# Looking for a partner interested in a modern/slight future RP.



## Kamenriderfire (Nov 10, 2017)

Looking for someone interested in playing in what I call a modern fantasy setting, with things where we haven't gone full sci-fi but stuff like holographic TVs displays and wall screen video-conferences are common,
You [and your family?] live in a what we would call a lower class apartment. You would be considered poor by this society however you would be regarded as middle-class by today's sensibilities. My character would be from a higher class family who basically now runs the apartment complex. Once I start running the apartment, things get worse for you go from the middle class in modern standards to genuinely poor in modern standards but absolutely below the poverty line poor to this society's standards.

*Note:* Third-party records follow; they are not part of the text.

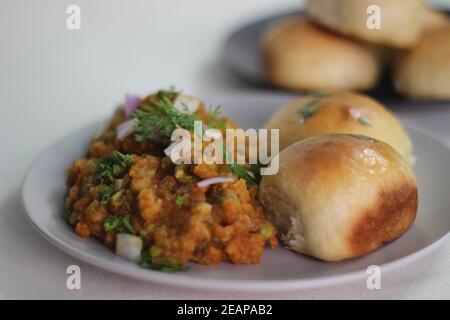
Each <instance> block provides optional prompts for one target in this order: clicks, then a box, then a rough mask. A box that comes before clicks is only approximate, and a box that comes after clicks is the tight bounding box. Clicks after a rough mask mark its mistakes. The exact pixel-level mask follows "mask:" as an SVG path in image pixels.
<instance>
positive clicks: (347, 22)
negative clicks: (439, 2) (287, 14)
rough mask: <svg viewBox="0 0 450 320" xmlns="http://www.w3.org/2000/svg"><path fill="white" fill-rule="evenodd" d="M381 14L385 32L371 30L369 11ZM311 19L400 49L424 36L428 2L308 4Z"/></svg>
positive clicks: (349, 1)
mask: <svg viewBox="0 0 450 320" xmlns="http://www.w3.org/2000/svg"><path fill="white" fill-rule="evenodd" d="M370 5H377V6H378V7H379V8H380V10H381V29H373V30H371V29H369V28H368V27H367V19H368V18H369V15H368V14H367V8H368V7H369V6H370ZM306 8H307V9H306V11H307V13H308V15H309V17H310V18H311V19H313V20H314V21H316V22H318V23H320V24H322V25H324V26H326V27H328V28H330V29H332V30H336V31H339V32H341V33H343V34H345V35H350V36H354V37H356V38H358V39H361V40H365V41H369V42H374V43H378V44H385V45H390V46H393V47H397V48H408V47H411V46H412V45H414V43H415V42H416V41H417V40H418V37H419V35H420V33H421V29H422V23H423V15H424V14H425V9H426V6H425V0H308V1H307V6H306Z"/></svg>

Apartments in this society are basically like mini cities/complexes, all self-contained a but still connected to the outside world. Yeah, you can leave but why would you want to? There are stores movie theaters; schools work pool complexes. Even strip clubs on brothels in the lower levels.

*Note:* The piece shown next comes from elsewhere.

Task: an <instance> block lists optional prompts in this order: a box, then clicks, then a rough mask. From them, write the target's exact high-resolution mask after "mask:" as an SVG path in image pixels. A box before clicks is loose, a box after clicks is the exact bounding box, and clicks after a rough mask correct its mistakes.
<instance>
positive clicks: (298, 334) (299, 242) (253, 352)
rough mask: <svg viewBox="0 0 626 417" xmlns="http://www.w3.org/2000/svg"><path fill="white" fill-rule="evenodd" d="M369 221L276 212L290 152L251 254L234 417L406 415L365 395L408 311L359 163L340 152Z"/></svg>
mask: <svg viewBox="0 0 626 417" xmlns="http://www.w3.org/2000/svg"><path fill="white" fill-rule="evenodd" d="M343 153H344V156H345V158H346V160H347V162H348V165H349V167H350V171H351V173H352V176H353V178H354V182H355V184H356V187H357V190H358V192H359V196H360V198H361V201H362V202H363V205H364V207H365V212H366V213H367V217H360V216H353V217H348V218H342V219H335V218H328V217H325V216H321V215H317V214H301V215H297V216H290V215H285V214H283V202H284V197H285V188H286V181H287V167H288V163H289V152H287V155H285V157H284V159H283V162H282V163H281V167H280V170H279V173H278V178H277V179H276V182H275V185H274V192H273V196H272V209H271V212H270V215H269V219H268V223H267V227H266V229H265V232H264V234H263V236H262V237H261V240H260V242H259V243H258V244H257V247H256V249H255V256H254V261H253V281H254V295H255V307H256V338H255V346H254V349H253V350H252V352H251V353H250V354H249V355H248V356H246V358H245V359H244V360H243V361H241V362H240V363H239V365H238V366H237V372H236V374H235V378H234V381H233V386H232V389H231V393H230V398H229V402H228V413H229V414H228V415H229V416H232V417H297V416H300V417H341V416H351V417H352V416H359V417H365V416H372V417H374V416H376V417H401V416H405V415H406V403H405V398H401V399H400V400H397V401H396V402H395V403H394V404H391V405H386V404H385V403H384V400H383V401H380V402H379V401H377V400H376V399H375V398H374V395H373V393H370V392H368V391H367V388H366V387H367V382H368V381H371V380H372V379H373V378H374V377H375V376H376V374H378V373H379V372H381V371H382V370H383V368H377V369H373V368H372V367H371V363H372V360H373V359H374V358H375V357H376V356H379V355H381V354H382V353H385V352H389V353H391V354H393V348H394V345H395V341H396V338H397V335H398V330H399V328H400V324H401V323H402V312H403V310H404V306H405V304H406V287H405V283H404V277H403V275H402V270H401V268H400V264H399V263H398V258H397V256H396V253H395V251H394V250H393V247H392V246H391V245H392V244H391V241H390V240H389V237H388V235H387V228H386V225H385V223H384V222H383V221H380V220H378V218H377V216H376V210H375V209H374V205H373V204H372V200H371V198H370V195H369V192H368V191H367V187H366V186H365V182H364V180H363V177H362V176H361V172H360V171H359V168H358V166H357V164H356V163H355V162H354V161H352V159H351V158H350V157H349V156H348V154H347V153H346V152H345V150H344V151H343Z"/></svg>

Looking for a person who is into the longer-term story driven role-plays, to play either here discord or Skype.

Some examples of what your apartment may look like.


----------



## Simo (Nov 10, 2017)

I'll have to ponder this, but might be interested.

The idea reminds me in ways of an amazing sci-fi book by J.G.Ballard, called, 'High-rise', which i liked a good deal.

High-Rise (novel) - Wikipedia

So, I'm certainly curious, and have Discord.


----------



## Kamenriderfire (Nov 10, 2017)

Simo said:


> I'll have to ponder this, but might be interested.
> 
> The idea reminds me in ways of an amazing sci-fi book by J.G.Ballard, called, 'High-rise', which i liked a good deal.
> 
> ...


Well we can talk on discord right now if you want


----------



## SSJ3Mewtwo (Dec 12, 2017)

Closing this at the OP's request.


----------